The magnetic pole is a slow but steady wanderer, and geologists say it is moving from the Canadian Arctic towards Russia's Siberia at an annual rate of more than 55 kilometres.
This shift is caused by convection — a slow rotation of fluid rock and molten metal in the earth's outer core — and it is the liquid metal that generates our planet's huge magnetic field.
"It's the change in speed of the rotation of the different parts of the outer core, that means the movement of the magnetic north pole is not the same speed through time," Dr. Paul Byrne, an assistant professor at the North Carolina State University, told the CBS 17 TV station.
Knowing the location of the magnetic north pole is crucial to navigation systems containing magnetic compasses.
For this reason, scientists have developed the World Magnetic Model, a representation of the earth's magnetic field, which allows magnetic north to be precisely fixed.
An updated version of the model is released every five years. The next release was scheduled for late 2019, but recent shifts have prompted scientists to roll out the update earlier this month.
They reassure that the changes will be relatively minor for the average user and will mostly affect those living or trekking around the high Arctic. The update is also expected to come in handy to militaries, commercial airlines, search-and-rescue ships and aircraft, NASA, and other agencies and groups relying on precision navigation in the high north.
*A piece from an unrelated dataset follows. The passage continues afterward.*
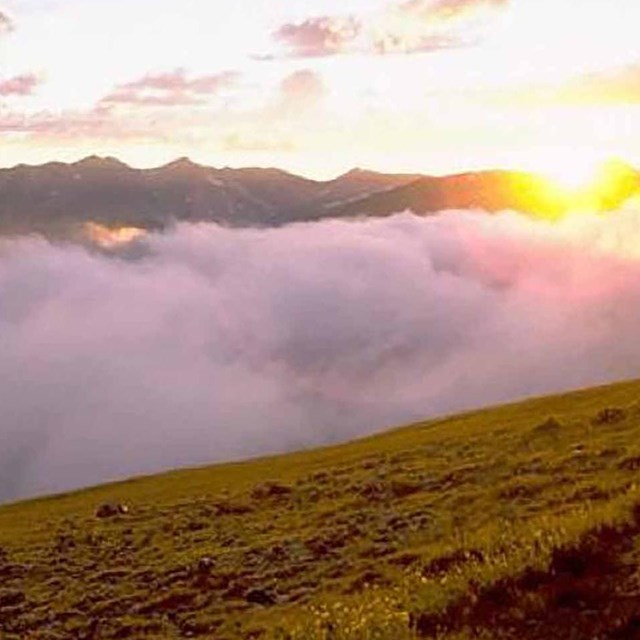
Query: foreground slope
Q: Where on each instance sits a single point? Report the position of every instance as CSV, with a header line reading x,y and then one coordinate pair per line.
x,y
515,522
According to Dr. Byrne, "these maps are used for all kinds of things including navigation of aircraft, of military vehicles, for understanding where people are on Earth. Honestly, this doesn't make a huge difference to people who are not living very close to the pole. It really only effects folks who are really close to the magnetic north pole."
He adds that navigation apps "are going to take on more of this updated magnetic field map and as a result of that, users won't see any difference themselves using their phones, they're good."